In this example, we have shown one layer of ghost cells: only those cells that are direct neighbors of the partition’s cells. ParaView also has the ability to retrieve multiple layers of ghost cells, where each layer contains the neighbors of the previous layer not already contained in a lower ghost layer or in the original data itself. This is useful when we have cascading filters that each require their own layer of ghost cells. They each request an additional layer of ghost cells from upstream, and then remove a layer from the data before sending it downstream.

8.6.2. Data partitioning

Since we are breaking up and distributing our data, it is prudent to address the ramifications of how we partition the data. The data shown in the previous example has a spatially coherent partitioning. That is, all the cells of each partition are located in a compact region of space. There are other ways to partition data.

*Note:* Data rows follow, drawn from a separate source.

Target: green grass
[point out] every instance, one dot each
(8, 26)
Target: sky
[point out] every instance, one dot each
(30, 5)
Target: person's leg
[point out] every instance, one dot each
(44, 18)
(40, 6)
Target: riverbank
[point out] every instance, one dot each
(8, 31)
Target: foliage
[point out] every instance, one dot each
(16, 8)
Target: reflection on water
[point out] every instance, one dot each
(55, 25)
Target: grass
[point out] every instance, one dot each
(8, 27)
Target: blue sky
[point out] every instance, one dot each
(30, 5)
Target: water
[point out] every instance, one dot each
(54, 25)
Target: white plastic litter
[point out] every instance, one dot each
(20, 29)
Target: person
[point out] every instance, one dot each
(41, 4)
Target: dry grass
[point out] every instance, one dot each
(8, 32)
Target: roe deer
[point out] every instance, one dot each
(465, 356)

For example, you could have a random partitioning.

../_images/ParallelExampleRandomPartition1.png

Random partitioning has some nice features. It is easy to create and is friendly to load balancing. However, a serious problem exists with respect to ghost cells.

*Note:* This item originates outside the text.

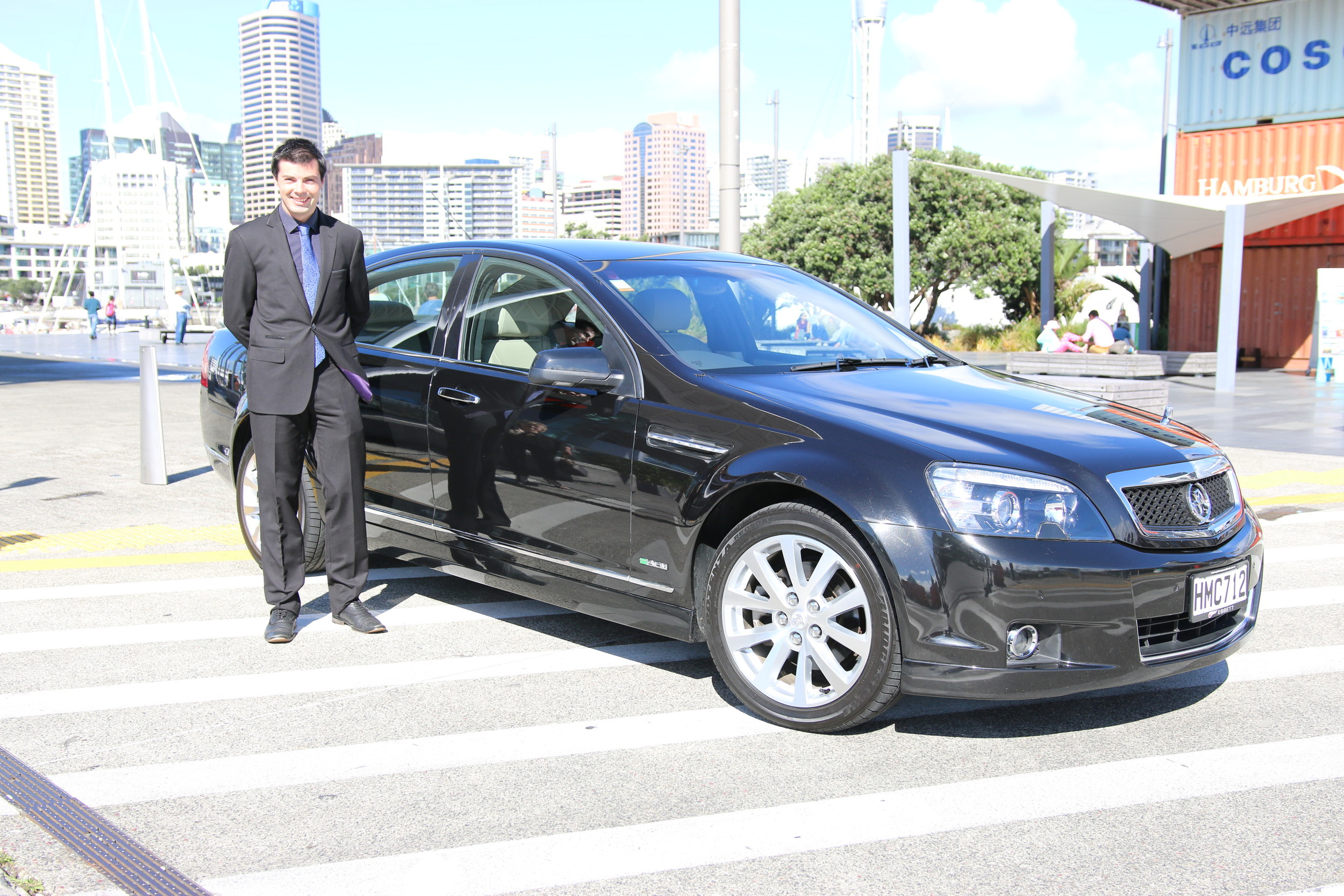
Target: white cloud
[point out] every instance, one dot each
(1020, 55)
(695, 76)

../_images/ParallelExampleRandomPartition2.png

In this example, we see that a single level of ghost cells nearly replicates the entire dataset on all processes. We have thus removed any advantage we had with parallel processing. Because ghost cells are used so frequently, random partitioning is not used in ParaView.

8.6.3. D3 Filter

The previous section described the importance of load balancing and ghost levels for parallel visualization. This section describes how to achieve that.

Load balancing and ghost cells are handled automatically by ParaView when you are reading structured data (image data, rectilinear grid, and structured grid). The implicit topology makes it easy to break the data into spatially coherent chunks and identify where neighboring cells are located.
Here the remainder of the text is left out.